自从知道宜昌会议的旅游目标是神农架后,兴奋了很久。会议的最后一天下午去三峡大坝参观,面对着这个雄伟的水泥工程,我心里念叨着的,却是一路上见到的满眼绿色。
当汽车奔驰在去往神农架的路上时,我并没有多少旅行在外的感觉。公路的一边是青山绿树,一边是白石碧水。山很高,我得远远地仰望才行,水很浅,涓涓细流绕过几道弯儿后,成一汪碧水,然后再往后,却发现它隐身于大片裸露的乱石河床中,不能不担心它是否安好。
我知道我正在靠近神农架。
四个小时以后,我们到达木鱼镇,住宿于香溪源旁边的神龙渡假村。因为是下午到达,山上云雾已经升起,看不到什么景色了,而且很多人带的衣物不够,司机把我们送到小镇上购物。因为没有导游跟随,我们随意地逛街,与商家砍价和闲聊。我的感受是,小镇上做生意的人中,本地人不多,说明山区人商业意识淡,且商品交流困难,他们宁愿给顾客多加东西,也不希望少付钱——他们太缺乏商品世界里必不可少的金钱了。

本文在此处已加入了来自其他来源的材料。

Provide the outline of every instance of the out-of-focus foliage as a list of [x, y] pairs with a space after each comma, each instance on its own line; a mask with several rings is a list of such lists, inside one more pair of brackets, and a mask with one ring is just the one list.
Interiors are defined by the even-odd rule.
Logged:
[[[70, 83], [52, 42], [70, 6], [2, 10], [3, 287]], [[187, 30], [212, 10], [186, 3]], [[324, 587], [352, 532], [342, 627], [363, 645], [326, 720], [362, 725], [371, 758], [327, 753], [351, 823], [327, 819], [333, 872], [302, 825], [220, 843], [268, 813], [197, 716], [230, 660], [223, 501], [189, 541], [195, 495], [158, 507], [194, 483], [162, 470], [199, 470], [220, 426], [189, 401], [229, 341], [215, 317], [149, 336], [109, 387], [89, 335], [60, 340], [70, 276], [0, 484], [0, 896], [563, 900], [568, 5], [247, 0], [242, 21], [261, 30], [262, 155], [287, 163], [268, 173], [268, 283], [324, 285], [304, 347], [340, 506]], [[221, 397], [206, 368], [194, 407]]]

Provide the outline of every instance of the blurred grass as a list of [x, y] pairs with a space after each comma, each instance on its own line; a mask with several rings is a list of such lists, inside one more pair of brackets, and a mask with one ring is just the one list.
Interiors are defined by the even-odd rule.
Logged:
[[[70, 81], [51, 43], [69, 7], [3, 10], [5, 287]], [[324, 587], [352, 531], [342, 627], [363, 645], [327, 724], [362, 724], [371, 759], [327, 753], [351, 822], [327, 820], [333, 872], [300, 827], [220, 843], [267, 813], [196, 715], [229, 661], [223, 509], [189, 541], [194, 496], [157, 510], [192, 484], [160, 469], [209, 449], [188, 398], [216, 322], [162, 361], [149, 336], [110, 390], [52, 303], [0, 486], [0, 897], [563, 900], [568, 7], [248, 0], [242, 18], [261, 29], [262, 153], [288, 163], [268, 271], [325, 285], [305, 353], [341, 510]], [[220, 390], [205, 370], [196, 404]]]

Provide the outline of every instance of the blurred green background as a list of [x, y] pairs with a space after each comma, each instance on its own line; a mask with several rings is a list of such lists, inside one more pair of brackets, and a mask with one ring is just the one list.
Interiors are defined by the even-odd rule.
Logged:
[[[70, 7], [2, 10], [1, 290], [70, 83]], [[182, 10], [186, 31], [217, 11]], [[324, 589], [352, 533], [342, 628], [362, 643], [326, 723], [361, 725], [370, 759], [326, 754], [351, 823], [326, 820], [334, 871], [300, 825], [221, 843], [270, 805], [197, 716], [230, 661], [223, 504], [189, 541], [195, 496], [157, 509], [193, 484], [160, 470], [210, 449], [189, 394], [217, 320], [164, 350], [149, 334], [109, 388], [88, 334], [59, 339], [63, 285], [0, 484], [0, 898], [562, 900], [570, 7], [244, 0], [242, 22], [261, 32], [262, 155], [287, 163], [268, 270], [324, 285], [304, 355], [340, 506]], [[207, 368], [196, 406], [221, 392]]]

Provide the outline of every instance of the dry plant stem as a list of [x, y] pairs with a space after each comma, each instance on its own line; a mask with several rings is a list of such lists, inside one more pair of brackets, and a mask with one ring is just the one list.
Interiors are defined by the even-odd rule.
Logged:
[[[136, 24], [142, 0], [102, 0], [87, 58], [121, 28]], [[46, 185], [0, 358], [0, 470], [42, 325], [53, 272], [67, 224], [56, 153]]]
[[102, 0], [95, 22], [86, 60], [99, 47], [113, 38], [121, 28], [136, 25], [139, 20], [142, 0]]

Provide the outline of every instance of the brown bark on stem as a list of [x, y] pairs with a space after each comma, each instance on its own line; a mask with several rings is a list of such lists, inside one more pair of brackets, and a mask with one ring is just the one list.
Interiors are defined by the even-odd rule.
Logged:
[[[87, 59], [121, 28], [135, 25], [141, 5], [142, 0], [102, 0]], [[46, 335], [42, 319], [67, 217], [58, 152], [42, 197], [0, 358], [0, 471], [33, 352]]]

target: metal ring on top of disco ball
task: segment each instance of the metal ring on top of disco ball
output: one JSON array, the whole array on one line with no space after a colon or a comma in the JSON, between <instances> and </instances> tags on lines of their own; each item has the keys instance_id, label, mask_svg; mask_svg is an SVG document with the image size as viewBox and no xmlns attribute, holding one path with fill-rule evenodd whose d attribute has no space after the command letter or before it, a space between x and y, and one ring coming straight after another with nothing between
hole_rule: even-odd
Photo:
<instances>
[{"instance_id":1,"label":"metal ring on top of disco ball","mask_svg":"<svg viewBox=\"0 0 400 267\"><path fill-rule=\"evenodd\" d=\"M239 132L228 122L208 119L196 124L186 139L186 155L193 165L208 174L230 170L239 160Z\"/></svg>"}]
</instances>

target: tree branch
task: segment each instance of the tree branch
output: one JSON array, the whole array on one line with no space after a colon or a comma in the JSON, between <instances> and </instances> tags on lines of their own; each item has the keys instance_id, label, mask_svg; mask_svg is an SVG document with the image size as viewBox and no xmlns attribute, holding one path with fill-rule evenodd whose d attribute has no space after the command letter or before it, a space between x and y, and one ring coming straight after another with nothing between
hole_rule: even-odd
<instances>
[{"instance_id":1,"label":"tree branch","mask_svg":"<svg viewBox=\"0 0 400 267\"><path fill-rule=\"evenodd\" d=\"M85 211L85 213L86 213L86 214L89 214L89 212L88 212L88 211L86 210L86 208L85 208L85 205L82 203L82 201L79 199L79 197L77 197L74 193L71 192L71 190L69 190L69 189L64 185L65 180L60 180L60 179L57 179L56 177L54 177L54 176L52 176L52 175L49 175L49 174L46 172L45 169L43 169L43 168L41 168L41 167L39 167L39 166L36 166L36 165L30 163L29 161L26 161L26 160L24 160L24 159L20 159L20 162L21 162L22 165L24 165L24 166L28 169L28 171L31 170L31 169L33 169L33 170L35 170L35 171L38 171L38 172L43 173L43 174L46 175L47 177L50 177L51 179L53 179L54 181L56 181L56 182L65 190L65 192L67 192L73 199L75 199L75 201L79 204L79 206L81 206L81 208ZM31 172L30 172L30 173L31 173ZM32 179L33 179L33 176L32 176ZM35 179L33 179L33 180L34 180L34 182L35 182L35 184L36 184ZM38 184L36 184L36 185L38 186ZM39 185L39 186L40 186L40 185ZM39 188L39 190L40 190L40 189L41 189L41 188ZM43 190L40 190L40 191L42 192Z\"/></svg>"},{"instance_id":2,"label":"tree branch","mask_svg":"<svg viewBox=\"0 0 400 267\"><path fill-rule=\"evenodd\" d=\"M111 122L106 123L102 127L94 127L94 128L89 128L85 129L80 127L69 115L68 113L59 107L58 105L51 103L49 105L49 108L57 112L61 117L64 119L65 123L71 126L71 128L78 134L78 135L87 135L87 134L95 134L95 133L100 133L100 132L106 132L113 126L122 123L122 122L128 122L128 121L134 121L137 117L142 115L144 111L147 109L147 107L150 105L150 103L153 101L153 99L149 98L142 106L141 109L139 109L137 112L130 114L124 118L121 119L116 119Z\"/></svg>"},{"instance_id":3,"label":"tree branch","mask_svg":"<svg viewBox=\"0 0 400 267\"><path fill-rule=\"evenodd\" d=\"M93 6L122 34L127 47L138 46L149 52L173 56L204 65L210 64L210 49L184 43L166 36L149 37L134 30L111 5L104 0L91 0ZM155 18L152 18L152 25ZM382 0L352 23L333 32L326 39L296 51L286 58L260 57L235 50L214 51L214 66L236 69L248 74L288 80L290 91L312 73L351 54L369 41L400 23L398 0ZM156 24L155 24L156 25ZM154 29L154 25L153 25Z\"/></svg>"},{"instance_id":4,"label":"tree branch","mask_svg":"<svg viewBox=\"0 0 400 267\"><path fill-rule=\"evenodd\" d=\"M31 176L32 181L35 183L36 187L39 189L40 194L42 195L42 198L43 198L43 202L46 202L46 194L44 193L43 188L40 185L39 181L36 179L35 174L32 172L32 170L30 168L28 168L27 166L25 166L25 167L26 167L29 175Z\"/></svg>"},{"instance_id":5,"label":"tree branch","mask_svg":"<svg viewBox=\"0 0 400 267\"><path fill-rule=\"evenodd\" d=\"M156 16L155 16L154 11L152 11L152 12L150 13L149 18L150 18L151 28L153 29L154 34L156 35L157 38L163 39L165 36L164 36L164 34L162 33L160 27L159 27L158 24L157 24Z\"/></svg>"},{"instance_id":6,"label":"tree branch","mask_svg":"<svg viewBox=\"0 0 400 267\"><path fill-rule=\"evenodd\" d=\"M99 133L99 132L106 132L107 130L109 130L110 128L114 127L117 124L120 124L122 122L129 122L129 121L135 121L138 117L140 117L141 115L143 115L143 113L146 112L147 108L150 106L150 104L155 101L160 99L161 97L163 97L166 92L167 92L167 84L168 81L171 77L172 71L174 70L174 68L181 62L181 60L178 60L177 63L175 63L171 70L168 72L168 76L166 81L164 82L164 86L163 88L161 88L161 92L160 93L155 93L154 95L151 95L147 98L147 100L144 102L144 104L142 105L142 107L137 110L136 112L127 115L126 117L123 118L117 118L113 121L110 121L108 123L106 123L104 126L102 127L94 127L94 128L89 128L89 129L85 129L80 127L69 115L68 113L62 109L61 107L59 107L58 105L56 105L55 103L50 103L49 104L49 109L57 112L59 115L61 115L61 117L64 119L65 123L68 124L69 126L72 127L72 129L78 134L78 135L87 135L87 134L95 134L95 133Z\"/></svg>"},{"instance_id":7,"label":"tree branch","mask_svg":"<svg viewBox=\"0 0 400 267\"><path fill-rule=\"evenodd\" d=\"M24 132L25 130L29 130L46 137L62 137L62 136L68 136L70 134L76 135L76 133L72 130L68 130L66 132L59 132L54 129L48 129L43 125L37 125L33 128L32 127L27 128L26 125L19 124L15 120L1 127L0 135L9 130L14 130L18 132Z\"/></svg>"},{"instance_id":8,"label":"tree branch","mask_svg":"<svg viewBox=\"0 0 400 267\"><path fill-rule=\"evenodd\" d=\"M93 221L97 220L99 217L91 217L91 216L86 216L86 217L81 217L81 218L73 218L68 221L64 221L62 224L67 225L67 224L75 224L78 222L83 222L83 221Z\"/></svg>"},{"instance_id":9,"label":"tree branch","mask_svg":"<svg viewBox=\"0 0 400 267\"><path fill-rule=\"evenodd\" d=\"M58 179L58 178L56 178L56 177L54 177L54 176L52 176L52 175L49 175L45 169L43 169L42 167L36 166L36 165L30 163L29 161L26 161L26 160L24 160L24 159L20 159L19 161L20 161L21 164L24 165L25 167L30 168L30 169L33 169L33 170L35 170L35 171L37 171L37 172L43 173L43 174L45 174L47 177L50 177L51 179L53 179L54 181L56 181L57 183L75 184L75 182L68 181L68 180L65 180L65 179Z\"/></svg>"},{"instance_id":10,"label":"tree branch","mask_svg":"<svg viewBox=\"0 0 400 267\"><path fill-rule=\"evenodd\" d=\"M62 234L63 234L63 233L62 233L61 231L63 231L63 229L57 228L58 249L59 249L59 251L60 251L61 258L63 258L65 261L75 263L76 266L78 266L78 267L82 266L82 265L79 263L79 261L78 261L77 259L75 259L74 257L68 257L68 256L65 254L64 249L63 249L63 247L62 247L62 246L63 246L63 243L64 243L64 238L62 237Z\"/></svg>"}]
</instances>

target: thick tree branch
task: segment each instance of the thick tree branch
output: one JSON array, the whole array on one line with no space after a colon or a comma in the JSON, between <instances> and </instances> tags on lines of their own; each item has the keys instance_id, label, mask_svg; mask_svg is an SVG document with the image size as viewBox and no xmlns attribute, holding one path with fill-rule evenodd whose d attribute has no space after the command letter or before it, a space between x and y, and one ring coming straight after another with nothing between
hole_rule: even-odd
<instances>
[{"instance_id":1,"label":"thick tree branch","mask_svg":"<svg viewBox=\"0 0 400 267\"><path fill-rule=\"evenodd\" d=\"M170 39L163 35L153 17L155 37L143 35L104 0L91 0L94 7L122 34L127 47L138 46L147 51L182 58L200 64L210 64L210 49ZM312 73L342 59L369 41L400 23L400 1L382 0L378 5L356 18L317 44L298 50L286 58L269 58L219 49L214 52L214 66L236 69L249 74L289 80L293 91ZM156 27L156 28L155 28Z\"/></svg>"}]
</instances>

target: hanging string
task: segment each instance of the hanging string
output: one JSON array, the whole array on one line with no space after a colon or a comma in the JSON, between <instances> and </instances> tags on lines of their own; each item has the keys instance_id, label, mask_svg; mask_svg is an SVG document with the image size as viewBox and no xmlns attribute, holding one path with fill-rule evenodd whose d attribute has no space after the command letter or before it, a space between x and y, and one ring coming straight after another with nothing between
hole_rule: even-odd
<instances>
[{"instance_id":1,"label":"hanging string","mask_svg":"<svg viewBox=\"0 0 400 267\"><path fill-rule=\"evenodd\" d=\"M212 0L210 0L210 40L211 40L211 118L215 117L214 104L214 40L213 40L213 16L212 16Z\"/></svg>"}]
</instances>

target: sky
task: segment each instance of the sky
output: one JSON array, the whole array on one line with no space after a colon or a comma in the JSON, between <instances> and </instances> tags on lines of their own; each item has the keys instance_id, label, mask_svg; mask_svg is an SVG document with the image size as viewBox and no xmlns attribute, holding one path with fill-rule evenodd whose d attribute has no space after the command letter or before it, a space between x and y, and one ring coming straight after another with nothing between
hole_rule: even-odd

在神农架的第一餐晚饭,举座感叹:去过那么多地方,就这里的东西好吃,份量也足。蔬菜是那样地新鲜,一盘子四季豆端上桌来,翠绿翠绿的。虽然刚入秋,山上已经比较冷了,桌上的土鸡火锅热腾腾地翻滚着,一位老先生说:这里吃火锅正好,还应该来点儿小酒。我不会喝酒,闻到他们杯中香醇的酒气(它的名字似乎是“稻花香”,记不清了
),品着美味小菜,也跟着陶陶然了。
第二天去板栗岩、小神农顶、风景垭(原名可能是“巴东垭”,是刘少奇夫人王光美女士改的名)、金猴岭、燕子垭。山上云雾一直很浓,以至于我们在小神农顶和风景垭无法看到远方的山色,到最后一个景点时下起了小雨,大部分人都冒着雨去爬山,但终究看不到彩虹桥高挂彩虹的美景了,导游说,神农架一年中有两百多天是雨天,我们算是运气好的。返回途中,因为是从两千米的高地下来,晕车的人很多,车外是不见底的悬崖峭壁,雾很大,能见度只有四五米的样子,车子在不宽敞的盘山公路上左折右拐,一时间,车内的气氛非常沉闷,导游带我们玩游戏以转移注意力,但是连她自己也觉得力不从心了。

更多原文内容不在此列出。